Ansonsten ist die geschwungene architektonische Form – die mich übrigens ein wenig an Batman erinnert – und die vereinfachte Spiegelung gar nicht mal so schlecht. Interessant wäre auch gewesen, nur die Typografie zu spiegeln. Vielleicht hätte dieser Ansatz schon gereicht. Aber hier wurden viel zu viele Ideen vereint. Dabei könnte es doch so einfach sein …
Gewandhaus Leipzig
Oh, Märchenstunde. Sieht ein bisschen nach Florian Silbereisen aus – nur in gut. Man kann sich jetzt natürlich über das Logo auslassen, aber wenn man es dann in in der Umsetzung sieht, funktioniert es vielleicht wieder. Handwerklich ist das durchaus gut gemacht – immerhin nicht in Zapfino gesetzt.

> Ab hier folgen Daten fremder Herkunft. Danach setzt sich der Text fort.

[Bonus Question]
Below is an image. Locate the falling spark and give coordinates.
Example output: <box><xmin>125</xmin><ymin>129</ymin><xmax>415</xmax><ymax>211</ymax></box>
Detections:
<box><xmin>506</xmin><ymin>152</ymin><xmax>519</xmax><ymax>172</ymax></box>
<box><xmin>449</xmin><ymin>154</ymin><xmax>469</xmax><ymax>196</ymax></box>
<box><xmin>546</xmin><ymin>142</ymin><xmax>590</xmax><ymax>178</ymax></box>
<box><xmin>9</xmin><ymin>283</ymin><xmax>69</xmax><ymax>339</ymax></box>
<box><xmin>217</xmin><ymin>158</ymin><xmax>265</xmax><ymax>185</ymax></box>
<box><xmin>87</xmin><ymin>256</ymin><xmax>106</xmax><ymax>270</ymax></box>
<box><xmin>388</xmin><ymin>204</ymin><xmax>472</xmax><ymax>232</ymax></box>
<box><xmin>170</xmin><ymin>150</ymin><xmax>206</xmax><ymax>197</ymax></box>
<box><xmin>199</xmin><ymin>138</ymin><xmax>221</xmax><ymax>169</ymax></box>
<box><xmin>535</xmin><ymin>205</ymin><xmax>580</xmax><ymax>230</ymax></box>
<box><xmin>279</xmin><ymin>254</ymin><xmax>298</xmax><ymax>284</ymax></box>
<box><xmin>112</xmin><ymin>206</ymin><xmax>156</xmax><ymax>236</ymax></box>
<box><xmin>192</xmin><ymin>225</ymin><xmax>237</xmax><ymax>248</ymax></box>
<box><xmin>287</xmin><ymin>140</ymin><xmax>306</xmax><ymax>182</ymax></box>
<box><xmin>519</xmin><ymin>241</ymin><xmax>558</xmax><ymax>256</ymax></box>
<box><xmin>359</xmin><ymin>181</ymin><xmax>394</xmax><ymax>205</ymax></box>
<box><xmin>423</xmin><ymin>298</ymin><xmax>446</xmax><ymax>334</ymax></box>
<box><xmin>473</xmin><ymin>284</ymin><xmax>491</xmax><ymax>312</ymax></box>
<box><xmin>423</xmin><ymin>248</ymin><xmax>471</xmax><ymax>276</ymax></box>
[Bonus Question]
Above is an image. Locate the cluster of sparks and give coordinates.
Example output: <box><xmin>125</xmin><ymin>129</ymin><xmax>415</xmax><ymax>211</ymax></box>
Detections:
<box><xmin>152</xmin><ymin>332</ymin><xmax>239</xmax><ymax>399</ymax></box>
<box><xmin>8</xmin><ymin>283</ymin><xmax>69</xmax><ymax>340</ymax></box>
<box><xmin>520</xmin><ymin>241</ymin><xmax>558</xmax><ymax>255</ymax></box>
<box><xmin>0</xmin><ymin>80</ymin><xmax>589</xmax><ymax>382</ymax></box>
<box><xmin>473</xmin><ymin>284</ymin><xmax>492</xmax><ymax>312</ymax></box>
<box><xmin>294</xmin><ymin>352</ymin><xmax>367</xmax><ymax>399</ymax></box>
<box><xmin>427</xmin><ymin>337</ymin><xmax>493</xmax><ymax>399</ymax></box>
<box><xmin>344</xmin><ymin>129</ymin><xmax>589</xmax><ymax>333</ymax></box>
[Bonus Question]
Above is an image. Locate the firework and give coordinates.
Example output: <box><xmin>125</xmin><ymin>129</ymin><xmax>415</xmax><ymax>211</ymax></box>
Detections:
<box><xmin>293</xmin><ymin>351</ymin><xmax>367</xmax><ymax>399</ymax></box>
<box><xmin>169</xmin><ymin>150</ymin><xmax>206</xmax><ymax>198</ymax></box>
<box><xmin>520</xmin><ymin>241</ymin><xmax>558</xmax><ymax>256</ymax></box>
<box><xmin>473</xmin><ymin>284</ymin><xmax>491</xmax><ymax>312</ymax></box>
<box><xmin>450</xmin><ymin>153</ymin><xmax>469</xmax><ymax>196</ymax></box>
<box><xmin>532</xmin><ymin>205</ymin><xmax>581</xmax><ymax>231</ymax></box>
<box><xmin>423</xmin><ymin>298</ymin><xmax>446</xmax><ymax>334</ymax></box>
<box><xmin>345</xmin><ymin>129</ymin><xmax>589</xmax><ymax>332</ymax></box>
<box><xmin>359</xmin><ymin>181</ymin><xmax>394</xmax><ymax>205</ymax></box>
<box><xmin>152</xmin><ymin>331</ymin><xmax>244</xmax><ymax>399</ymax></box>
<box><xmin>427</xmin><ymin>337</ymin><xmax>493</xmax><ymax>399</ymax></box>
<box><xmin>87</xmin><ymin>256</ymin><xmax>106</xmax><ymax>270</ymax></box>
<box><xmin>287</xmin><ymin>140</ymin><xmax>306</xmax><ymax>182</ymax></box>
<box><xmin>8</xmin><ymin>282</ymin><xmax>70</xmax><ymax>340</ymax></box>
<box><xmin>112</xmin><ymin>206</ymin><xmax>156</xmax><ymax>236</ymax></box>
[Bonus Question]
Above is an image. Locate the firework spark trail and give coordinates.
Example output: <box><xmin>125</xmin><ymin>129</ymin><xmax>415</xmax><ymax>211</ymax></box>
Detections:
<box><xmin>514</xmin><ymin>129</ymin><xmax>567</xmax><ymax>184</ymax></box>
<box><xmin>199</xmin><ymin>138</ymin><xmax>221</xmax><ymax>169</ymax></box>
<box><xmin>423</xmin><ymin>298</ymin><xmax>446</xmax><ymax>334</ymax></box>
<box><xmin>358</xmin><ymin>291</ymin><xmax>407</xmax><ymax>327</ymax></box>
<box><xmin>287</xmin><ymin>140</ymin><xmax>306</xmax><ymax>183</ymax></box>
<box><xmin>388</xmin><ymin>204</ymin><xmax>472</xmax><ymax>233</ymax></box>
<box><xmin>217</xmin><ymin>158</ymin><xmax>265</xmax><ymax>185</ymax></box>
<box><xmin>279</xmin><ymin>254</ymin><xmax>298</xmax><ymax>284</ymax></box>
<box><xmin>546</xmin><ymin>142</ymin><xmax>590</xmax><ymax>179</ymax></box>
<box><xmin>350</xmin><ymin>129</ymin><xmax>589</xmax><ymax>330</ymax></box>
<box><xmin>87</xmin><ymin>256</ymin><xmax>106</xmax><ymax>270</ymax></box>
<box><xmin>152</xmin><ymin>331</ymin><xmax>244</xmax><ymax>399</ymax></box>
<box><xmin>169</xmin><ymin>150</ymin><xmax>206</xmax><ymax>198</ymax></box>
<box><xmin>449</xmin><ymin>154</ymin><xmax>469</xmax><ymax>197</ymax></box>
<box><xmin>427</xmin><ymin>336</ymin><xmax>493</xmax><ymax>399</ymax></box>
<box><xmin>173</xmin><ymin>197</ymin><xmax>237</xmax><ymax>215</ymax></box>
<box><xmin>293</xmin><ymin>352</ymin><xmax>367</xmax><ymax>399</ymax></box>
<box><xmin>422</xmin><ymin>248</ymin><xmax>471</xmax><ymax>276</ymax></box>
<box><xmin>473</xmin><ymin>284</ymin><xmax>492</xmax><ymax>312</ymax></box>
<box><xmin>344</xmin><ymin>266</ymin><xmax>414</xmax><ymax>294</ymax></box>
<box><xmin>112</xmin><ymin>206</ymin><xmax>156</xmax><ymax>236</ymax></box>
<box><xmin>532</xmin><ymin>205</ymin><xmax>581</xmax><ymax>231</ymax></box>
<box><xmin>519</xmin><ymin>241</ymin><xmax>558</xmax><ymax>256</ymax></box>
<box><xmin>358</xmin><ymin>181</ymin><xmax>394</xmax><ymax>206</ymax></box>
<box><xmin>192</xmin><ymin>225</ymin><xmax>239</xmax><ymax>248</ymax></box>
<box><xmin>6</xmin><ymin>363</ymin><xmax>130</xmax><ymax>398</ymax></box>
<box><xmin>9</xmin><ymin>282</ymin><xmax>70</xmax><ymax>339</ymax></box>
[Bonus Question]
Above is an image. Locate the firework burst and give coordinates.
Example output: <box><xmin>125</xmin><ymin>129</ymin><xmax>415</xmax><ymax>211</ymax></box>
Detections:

Das Logo hat was geerbtes. Man hätte das auch von einem Brooklyner Kaligraphen mit einem Lötkolben in einen Silberblock zeichnen lassen können. Die Idee ist für mich noch nicht zu Ende gedacht. Aber vielleicht ist es auch angemessen und genau richtig so, wie es ist.
Komische Oper Berlin
Ein Schönheitsfleck unten rechts und einen Regenschirm von oben – da hat man gleich die 20er-Jahre und Marry Poppins im Kopf. Irgendwie erinnert mich das aber auch an ein Straßenschild. Auch hier sind wieder mehrere Symbole in einem vereint, was die Sache nicht gerade markant macht. Formalästhetisch ist es nicht ausgewogen, und ich verstehe auch nicht wirklich, warum es so ist, wie es ist.
Die Deutsche Kammerphilharmonie Bremen
Schon wieder ein Logo mit handgezeichneter Geste. Dazu eine ganz fiese Schrift mit unangenehmen Serifen und falschen Kapitälchen. Ein richtiger Fail. Der Horror. Bitte ganz schnell löschen. Das sollte die Deutsche Kammerphilharmonie am besten auch gleich machen. Herrlich – was soll man dazu noch sagen …
Theater Bielefeld
Total generisch und von den Verhältnissen her unausgewogen. Das Zeichen müsste viel größer sein, denn aktuell liest man eher »O-Theater«. Unschön ist auch immer wieder dieser Trick mit fetter und normaler Schrift in einer Zeile – inklusive Wortabstand dazwischen. Insgesamt steckt da eher was von Energieversorger oder Recyclinghof drin. Ein Theater mit Corporate-Haltung. Absolut generisch, völlig belanglos. Next please. ¶

Paul Steinmann
… studierte Kommunikationsdesign an der Staatlichen Hochschule für Gestaltung in Karlsruhe. Er arbeitete unter anderem als Freelancer bei Karlssonwilker Inc. in New York und als Art Director bei der Kölner Agentur Meiré und Meiré. 2013 gründete er mit David Eckes das interdisziplinäre Designstudio David & Paul. Das Studio zählt unter anderem das Museum Ludwig, das Museum Folkwang, Red Bull und das Theaterhaus Jena zu seinen Auftraggebern. Lehraufträge, Workshops, Jurys und Vorträge führten Paul Steinmann unter anderem an die Hochschule Trier, die Köln International School of Design und zurück an die HfG Karlsruhe. Paul ist ADC-Young-Gun-X-Preisträger und Mitglied im Art Directors Club New York.